So the fanboys didn’t like my hate piece too much.  Most of the comments were completely asinine statements like “name one game from that era that was better than Sonic The Hedgehog.”  I could have been a total wise ass and said “anything!” but once you’ve got the monkeys throwing out “best game ever” statements, you’ve pretty much already won the battle.  Like I said in my VolChaos review, I find the entire situation to be sad.  Here are guys who are now in their thirties and they’re declaring the best game they have ever played and will ever play is one that Santa Claus gave them when they were ten years old.  I’m only 22, and I sure as hell hope I haven’t already played the best game I will ever play.  That would be tragic.

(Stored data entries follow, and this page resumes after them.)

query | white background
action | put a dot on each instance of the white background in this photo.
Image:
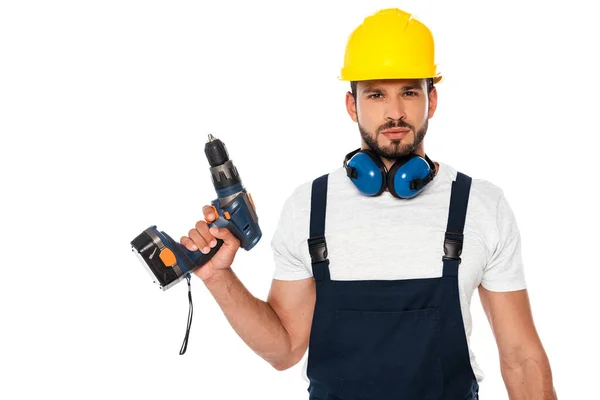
(105, 107)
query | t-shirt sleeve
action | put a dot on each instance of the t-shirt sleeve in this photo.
(285, 245)
(504, 270)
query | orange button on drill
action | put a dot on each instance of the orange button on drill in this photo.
(216, 215)
(167, 257)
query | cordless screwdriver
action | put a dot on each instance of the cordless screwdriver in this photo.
(167, 260)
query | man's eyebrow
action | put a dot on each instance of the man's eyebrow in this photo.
(371, 89)
(375, 89)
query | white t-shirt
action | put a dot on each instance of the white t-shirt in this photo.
(389, 238)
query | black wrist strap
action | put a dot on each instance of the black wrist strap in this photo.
(191, 312)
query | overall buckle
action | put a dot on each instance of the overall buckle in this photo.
(453, 246)
(317, 247)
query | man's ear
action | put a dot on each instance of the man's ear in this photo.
(351, 106)
(432, 102)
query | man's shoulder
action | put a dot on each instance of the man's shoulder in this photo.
(484, 191)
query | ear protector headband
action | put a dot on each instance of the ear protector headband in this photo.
(406, 178)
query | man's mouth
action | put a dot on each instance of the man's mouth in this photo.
(395, 133)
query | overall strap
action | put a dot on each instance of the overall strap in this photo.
(453, 241)
(317, 245)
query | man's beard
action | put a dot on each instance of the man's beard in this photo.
(397, 148)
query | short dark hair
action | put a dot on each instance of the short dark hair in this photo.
(353, 86)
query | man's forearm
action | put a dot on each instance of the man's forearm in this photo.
(530, 378)
(254, 320)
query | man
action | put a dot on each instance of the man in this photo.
(376, 262)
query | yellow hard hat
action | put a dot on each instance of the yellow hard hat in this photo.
(390, 44)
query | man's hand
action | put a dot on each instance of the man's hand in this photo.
(201, 237)
(523, 361)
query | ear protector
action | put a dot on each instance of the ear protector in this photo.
(406, 178)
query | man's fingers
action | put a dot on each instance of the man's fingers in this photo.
(202, 227)
(199, 240)
(188, 243)
(225, 234)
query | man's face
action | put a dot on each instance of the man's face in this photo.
(392, 115)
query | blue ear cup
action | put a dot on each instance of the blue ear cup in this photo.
(407, 177)
(367, 171)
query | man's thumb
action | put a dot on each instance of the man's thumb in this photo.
(222, 233)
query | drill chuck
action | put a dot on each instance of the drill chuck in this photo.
(223, 172)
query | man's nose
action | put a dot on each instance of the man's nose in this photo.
(395, 110)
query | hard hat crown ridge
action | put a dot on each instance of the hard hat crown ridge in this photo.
(390, 44)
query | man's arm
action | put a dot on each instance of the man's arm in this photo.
(523, 361)
(278, 329)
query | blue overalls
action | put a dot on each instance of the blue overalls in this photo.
(389, 339)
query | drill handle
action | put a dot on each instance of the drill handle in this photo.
(198, 258)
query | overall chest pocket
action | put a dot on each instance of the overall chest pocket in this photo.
(388, 354)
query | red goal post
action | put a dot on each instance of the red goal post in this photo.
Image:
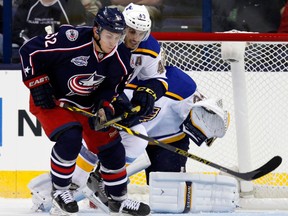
(252, 81)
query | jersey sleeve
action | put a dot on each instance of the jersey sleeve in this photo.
(38, 54)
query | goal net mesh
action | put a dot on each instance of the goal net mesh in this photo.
(266, 78)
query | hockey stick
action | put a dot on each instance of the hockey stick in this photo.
(88, 114)
(271, 165)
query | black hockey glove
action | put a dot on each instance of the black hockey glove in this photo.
(145, 98)
(105, 113)
(43, 96)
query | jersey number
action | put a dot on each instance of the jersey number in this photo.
(50, 39)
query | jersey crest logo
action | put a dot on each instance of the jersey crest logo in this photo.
(136, 62)
(161, 68)
(80, 60)
(84, 84)
(72, 34)
(151, 116)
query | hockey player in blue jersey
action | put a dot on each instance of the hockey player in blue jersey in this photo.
(81, 66)
(147, 66)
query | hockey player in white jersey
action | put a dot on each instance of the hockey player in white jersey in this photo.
(182, 113)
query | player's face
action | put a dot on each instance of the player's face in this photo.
(109, 40)
(133, 37)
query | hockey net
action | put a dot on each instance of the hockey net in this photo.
(258, 108)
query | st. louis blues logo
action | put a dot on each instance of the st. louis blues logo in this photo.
(84, 84)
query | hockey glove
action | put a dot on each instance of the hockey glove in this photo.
(41, 92)
(105, 113)
(123, 105)
(145, 98)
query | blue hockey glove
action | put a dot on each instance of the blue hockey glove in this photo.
(145, 98)
(123, 105)
(41, 92)
(105, 113)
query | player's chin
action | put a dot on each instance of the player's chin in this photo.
(107, 49)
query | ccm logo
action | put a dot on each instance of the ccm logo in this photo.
(38, 81)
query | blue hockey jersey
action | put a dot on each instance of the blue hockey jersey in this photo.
(77, 72)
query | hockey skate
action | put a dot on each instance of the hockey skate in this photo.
(63, 203)
(95, 191)
(128, 207)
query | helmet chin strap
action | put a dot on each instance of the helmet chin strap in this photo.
(98, 40)
(98, 43)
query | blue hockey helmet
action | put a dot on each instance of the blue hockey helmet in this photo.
(110, 19)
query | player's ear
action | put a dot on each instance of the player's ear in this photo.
(95, 33)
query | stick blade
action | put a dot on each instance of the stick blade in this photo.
(268, 167)
(261, 171)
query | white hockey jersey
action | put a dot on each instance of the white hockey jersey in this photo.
(172, 109)
(146, 61)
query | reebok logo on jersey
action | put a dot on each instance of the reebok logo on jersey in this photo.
(80, 61)
(72, 34)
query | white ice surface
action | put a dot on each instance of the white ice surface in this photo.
(20, 207)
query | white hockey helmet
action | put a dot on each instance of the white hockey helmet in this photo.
(207, 119)
(138, 18)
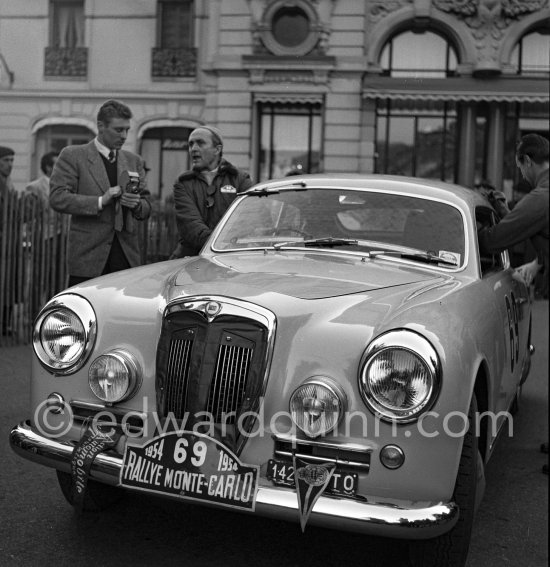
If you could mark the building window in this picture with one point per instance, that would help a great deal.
(175, 54)
(66, 55)
(67, 23)
(290, 28)
(419, 55)
(176, 24)
(165, 151)
(531, 56)
(416, 138)
(290, 139)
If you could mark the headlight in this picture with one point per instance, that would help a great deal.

Pictured: something not worth the hype.

Granted, my only experience with the Genesis era Sonic games comes from when I got Sonic Mega Collection as a Christmas gift.  I might have even been the same age as those fanboys when I first played those titles.  Of course, by this point it’s 2002 and I’ve already played much better games, including some really spectacular 2D Mario games that Nintendo had ported to the Game Boy Advance.  Hell, I played Sonic Advance, an original 2D Sonic game on the Game Boy Advance that I had a better time with than anything on Mega Collection.

“Oh, but there’s another Sonic 16-bit era game.  One that destroys all those that came before it” cried the fanboys.  Indeed.  It’s called Sonic CD, and it’s the best of all the Sonics.  It’s so good that Sega seemed to go out of its way to not include it anywhere.  I mean, listen to how a guy I respect, Xbox Live Indie Game guru and Armless Octopus founder Dave Voyles described it.

Sonic CD is another fine example. It took a lot of the elements which made Sonic 1 so good, and vastly grew them. The future / past scenario for example, still hasn’t been done in other games to my knowledge. Sure, the 3D parts sucked and controlled like garbage, but the rest of the game provided a lot of innovation for the industry.

Well, what do you know, Sonic CD came out on Xbox Live Arcade and the Playstation Network this last week.  Since it was only $5, I figured what the hoo haw and gave it a whirl.  It makes me wonder what exactly Dave was even talking about.  What exactly was innovative about it?  It had an anime cut scene at the start?  Nah, that can’t be it.  What about the time travel gimmick?  Nah, games were already doing that too.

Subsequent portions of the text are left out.